Many haredi schools inside and outside Israel tend to ask for state aid in one form or other. Until recently, in the UK you had to accept the national curriculum if you wanted state aid. Most haredi schools chose not to. But as the costs of education and numbers rose, many of them got caught on the horns of a dilemma. They wanted government money, but not interference. So many of them lied, deceived inspectors and tried to get away with as little as possible. This mentality of deceiving and swindling has sadly become endemic in a haredi world where not enough of them are equipped to make money legally.

But there is an internal debate about whether one should “snitch.” There are some who see the absence of basic secular education as a serious threat to the long-term survival of their communities and want to do something about it. So they believe that by telling the authorities that they are being flouted, they bring about pressure for change. As a reaction, the haredi establishment seeks to brand them as traitors. Is there a difference between “snitching ” on sex abusers, husbands who beat their wives, financial swindlers, Ponzi schemers and lying school administrators? Should one never tell?

There is an age-old idea of the Moser (Musser in Yiddish) — someone who betrays you to the authorities. It goes back to Roman times. It was reinforced under Christian and Muslim oppression and again under Communism. Where you were dealing with an antisemitic, evil regime, it was indeed considered bad to betray your coreligionists. So much so that some even suggested you could kill him to prevent a catastrophe. Yet even in the Talmud there are stories of rabbis who did cooperate when they thought their coreligionists were behaving badly and such behavior might endanger the community. I accept the principle in Jewish law that you should at first rebuke, warn, see if you can bring about change softly and reasonably.
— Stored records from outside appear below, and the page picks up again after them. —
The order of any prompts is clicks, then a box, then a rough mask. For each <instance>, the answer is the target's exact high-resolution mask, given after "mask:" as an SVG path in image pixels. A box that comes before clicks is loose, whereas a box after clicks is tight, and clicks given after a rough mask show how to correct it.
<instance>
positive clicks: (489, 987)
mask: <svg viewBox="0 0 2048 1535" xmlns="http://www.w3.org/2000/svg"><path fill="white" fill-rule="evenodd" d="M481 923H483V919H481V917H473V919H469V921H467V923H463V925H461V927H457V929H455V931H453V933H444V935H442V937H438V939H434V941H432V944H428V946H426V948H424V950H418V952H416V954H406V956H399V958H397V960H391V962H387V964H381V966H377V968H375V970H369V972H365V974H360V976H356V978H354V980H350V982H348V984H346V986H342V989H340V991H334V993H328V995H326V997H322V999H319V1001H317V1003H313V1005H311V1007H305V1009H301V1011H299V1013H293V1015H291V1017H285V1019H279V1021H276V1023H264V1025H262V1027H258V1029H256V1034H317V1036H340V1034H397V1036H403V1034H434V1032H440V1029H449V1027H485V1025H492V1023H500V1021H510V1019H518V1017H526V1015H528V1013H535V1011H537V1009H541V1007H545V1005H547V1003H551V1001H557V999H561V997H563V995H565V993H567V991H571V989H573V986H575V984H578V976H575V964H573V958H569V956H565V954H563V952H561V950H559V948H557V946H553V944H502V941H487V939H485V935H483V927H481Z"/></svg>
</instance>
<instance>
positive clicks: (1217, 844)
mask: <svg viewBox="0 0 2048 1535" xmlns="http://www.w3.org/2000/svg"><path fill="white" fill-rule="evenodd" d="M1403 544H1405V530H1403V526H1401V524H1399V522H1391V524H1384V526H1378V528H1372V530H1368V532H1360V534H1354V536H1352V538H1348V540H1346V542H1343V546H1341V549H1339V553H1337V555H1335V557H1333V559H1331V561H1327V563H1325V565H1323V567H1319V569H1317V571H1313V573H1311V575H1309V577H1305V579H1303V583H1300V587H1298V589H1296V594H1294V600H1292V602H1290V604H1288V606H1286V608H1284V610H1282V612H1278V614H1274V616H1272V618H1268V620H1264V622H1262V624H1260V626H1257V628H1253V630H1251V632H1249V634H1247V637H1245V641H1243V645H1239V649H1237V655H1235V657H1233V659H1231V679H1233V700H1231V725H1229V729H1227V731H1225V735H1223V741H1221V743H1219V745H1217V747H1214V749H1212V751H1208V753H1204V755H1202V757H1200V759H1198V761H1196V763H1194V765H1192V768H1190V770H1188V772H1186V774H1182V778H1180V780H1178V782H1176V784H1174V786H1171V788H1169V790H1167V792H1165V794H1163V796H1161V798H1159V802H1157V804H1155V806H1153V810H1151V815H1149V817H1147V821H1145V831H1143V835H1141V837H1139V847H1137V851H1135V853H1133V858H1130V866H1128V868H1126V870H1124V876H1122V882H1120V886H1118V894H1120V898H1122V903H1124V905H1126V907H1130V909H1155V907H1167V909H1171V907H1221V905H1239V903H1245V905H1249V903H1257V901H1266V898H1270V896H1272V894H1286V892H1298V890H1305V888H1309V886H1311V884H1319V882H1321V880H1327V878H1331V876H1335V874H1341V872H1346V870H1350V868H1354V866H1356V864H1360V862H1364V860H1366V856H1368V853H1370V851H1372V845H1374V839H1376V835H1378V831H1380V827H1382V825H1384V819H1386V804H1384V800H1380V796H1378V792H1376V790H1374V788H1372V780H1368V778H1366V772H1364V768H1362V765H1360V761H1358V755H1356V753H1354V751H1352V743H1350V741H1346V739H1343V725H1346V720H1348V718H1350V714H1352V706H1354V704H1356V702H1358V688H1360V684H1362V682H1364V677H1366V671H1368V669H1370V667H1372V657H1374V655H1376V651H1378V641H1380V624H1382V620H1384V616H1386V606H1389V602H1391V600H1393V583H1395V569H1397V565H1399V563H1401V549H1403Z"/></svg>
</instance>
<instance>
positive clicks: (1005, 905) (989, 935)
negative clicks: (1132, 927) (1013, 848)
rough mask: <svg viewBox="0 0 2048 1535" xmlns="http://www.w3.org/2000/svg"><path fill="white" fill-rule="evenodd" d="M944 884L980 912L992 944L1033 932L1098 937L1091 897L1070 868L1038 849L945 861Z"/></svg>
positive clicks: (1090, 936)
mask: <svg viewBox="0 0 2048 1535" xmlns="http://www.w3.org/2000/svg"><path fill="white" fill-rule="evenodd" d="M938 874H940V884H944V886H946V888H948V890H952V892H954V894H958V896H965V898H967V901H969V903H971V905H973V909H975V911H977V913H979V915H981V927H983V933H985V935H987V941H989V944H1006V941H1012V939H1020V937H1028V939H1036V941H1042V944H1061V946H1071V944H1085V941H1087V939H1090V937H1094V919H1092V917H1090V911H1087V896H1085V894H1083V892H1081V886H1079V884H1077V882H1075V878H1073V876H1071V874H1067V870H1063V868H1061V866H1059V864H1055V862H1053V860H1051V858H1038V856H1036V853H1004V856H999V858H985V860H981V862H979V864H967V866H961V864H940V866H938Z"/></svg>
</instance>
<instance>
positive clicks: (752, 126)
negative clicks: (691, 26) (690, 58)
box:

But if that doesn’t work, you do have a religious obligation to take steps to force a change. “Do not stand idly by while your neighbor sheds his own blood.”

So I believe that one should tell the authorities, in a law-abiding country where everyone is (in theory at least) treated equally, if some recognizably Jewish and religious institution is knowingly and intentionally breaking the law. All the more so, where more and more young haredi men who do not want to remain cloistered and studying all their lives and do want to earn a living legitimately, themselves protest that they lost out because they got no secular education.

The issue has become more nuanced. Because now governments are demanding more than basic numeracy and literacy. They would like to impose this on Muslim fundamentalists in their madrassahs. They are also doing the same to Jewish fundamentalists in the hedarim (yeshivas). They are requiring them to teach such subjects as civics, other religions, etc. If it is government policy, and if one wants to live in Europe or the US, the “Law of the Land” must be obeyed, and whoever does not like it should ago somewhere else. This is not like nineteenth century Russia, when the state was trying to forcibly assimilate or convert Jews. The government is only trying to help them! But that is not how they see it.

This issue is being played out around the Jewish world. In the end, politics usually leads to compromise and accommodation. But, in my mind, the principles are as clear as daylight, and we have an obligation to help those who need additional tools to cope with life.